The government of Saudi Arabia, which suffers from a battered image and seeks to open itself to tourism and expand cultural ties with Western countries, has found a willing partner in the Coachella Valley-based contemporary art biennial, Desert X, which said this week it will collaborate on an exhibition in the kingdom in early 2020, which was reported on Tuesday.

Desert X consisted of large-scale site-specific works staged across the Coachella Valley in 2017 and again in 2019. The new exhibition, Desert X AlUla, will be held in northwestern Saudi Arabia and funded by the government’s Royal Commission for AlUla, the Los Angeles Times reported.

Although the Saudi exhibition signals growing international interest in Desert X, three of 14 members on the organization’s board of directors resigned over the decision to work with a government responsible for human rights abuses and the killing of journalist Jamal Khashoggi. The three are artist Ed Ruscha, art historian and curator Yael Lipschutz and philanthropist and former fashion stylist Tristan Milanovich, according to The Times.

Desert X founder and board President Susan Davis defended the collaboration as an opportunity to generate “a new dialogue, one that reaches across boundaries and borders.”

“Our mission has always been to create a platform for conversations around art and to welcome a multiplicity of voices,” Davis said, according to the Times. “Ultimately, it’s a way to have direct communication — artists to artists, artists to individuals, artists to the bigger audiences. Ultimately, we see our involvement as a way to engage with individuals, not to isolate them.”

But Lipschutz, who like Ruscha was a founding member of the board, called the Saudi project “completely unethical.”

“To pretend it’s about some sort of dialogue when you’re receiving money from the Saudi royal family — this isn’t about dialogue among artists, it’s about striking a deal with a national government that has committed a horrific genocide in Yemen, that is completely undemocratic and that has an appalling record of discrimination against the LGBTQ community,” Lipschutz said.

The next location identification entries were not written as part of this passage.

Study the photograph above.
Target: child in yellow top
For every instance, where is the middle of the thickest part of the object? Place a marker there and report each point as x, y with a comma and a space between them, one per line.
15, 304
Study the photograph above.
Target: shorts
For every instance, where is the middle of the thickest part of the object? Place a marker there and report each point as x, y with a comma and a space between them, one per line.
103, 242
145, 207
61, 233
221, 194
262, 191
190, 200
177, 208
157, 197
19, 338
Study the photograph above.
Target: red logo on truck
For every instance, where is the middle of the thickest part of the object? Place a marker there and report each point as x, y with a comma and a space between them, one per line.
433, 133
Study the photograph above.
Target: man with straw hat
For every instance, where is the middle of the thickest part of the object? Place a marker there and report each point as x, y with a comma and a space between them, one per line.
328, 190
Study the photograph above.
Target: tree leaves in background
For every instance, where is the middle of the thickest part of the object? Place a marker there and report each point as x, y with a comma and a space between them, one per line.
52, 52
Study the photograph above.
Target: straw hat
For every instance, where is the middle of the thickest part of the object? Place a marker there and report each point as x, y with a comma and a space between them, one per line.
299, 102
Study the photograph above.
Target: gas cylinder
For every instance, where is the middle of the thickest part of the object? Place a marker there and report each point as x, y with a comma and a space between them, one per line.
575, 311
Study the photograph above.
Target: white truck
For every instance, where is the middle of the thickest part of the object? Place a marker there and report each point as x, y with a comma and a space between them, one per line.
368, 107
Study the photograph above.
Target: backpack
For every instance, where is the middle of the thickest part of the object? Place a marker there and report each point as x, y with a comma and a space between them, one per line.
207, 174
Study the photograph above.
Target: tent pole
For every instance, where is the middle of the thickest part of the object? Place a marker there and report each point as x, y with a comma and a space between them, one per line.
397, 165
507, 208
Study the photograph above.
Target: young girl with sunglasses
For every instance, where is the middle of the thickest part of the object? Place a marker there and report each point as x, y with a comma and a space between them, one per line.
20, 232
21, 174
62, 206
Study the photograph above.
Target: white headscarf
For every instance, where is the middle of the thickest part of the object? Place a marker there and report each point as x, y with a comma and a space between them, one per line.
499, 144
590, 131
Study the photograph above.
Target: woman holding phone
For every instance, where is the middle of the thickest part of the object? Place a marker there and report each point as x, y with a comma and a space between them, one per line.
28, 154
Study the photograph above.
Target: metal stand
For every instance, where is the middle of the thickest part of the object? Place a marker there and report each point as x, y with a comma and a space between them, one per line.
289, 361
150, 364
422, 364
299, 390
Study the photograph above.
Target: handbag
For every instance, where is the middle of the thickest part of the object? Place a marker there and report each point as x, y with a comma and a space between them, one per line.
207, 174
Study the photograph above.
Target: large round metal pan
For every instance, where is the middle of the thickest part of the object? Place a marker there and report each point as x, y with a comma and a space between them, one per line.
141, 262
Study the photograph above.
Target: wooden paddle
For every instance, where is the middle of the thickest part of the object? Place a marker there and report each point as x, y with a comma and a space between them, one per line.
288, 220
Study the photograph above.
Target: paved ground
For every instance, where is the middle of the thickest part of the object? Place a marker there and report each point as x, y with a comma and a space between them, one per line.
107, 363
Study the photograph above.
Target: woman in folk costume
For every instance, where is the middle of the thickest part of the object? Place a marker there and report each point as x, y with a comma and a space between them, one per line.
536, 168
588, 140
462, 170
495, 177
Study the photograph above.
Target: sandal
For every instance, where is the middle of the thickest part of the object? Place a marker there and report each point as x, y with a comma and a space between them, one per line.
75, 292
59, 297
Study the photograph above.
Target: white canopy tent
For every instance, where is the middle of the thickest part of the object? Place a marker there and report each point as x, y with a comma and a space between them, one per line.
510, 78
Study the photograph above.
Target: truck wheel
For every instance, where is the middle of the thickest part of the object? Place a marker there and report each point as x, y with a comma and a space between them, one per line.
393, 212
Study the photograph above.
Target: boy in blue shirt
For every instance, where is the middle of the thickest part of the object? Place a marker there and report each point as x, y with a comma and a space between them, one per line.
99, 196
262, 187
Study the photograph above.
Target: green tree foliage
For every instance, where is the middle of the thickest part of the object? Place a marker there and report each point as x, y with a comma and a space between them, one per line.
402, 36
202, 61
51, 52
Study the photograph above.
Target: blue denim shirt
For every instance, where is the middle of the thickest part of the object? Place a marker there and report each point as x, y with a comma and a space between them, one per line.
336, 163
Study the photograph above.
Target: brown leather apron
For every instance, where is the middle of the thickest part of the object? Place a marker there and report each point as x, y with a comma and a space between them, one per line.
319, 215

A year ago, Khashoggi, a Saudi dissident and Washington Post columnist, was killed inside the Saudi Embassy in Istanbul. The CIA concluded that the country’s de facto ruler, Crown Prince Mohammed bin Salman, ordered the assassination, a finding the prince denies, though he did accept “full responsibility” for the killing in a recent “60 Minutes” interview.

Davis said that Desert X organizers — other founding board members include collector Beth Rudin DeWoody and former Palm Springs Art Museum Director Steven A. Nash — spent months soliciting artists’ opinions and reaching out to other arts organizations and individuals who had worked in the Middle East. The board had “long conversations,” she said, and a “large majority” voted to pursue the project, The Times reported.

Desert X AlUla, which is scheduled to run January 31 to March 7, is co-curated by Desert X artistic director Neville Wakefield and two Saudi women, Raneem Farsi and Aya Alireza. Artists will create large-scale outdoor works responding to the locale: in a canyon, surrounded by towering sandstone rock formations, across about one mile of the AlUla desert. The exhibition will coincide with AlUla’s annual winter at Tantora music festival, which started in 2018.

AlUla is a historic area that the Royal Commission envisions as an “open museum” focused on heritage, nature and the arts. Archaeological and historical sites are being conserved, representatives have said. The area is home to the country’s first UNESCO World Heritage Site, the ancient city of Hegra.

Desert X AlUla is part of the crown prince’s economic, cultural and social reform plan, called Vision 2030, which includes opening the region to tourism. Last week, Saudi Arabia announced a new visa program that will allow tourists from 49 countries, who aren’t traveling for religious purposes, to enter the country and stay up to three months, The Times reported.